Two populations of neuronal intranuclear inclusions in SCA7 differ in size and
promyelocytic leukaemia protein content.

Takahashi J(1), Fujigasaki H, Zander C, El Hachimi KH, Stevanin G, Dürr A, Lebre
AS, Yvert G, Trottier Y, de Thé H, Hauw JJ, Duyckaerts C, Brice A.

Author information:
(1)Laboratoire de Neuropathologie Raymond Escourolle, Paris, France.

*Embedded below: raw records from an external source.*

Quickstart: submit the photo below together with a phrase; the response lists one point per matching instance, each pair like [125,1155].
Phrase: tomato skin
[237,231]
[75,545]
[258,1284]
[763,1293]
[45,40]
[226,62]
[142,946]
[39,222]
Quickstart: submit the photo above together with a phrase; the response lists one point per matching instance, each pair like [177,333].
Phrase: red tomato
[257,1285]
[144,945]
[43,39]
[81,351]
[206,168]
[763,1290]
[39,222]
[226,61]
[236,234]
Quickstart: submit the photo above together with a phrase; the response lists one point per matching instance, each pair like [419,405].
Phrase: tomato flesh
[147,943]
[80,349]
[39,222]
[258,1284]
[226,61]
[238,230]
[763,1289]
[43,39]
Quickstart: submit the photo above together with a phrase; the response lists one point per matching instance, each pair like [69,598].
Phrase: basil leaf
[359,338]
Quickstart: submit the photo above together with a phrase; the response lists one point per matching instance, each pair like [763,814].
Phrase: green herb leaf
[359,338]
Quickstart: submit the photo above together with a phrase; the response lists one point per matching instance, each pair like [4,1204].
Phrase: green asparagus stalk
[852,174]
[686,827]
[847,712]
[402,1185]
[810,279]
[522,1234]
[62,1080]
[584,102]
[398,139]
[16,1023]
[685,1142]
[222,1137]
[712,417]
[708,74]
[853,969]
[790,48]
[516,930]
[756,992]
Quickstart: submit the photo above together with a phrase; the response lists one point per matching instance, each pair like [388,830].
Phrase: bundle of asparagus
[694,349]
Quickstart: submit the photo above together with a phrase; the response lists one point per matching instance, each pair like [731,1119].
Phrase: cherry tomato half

Spinocerebellar ataxia type 7 (SCA7) is a hereditary progressive cerebellar
ataxia with retinal degeneration associated with an abnormally expanded
polyglutamine stretch. Neuronal intranuclear inclusions (NIIs), as in other
polyglutamine diseases, are pathological hallmarks of these disorders. NIIs in
polyglutamine diseases contain not only the protein with the expanded
polyglutamine stretch but also other types of proteins. Several chaperone
proteins related to the ubiquitin proteasome pathway, transcription factors and
nuclear matrix proteins have been detected in NIIs. The composition of NIIs might
reflect the process of NII formation and part of the pathogenesis of these
diseases. To investigate how these proteins relate to the pathogenesis of SCA7,
we performed immunohistochemical analyses of the composition of NIIs in two cases
of SCA7. We demonstrated that there are two types of NIIs in SCA7 that differ in
size and immunoreactivity to promyelocytic leukaemia protein (PML), one of the
essential components of nuclear bodies (NBs; also called PML oncogenic domains).
Small and large NIIs contained ataxin-7, human DnaJ homologue 2 (HDJ-2) and
proteasome subunit 19S. In contrast, PML was found only in small NIIs.
CREB-binding protein (CBP), another component of NBs, was distributed like PML in
NIIs. Our results suggest that NIIs are formed by the accumulation of ataxin-7 in
NBs, which become enlarged as they recruit related proteins.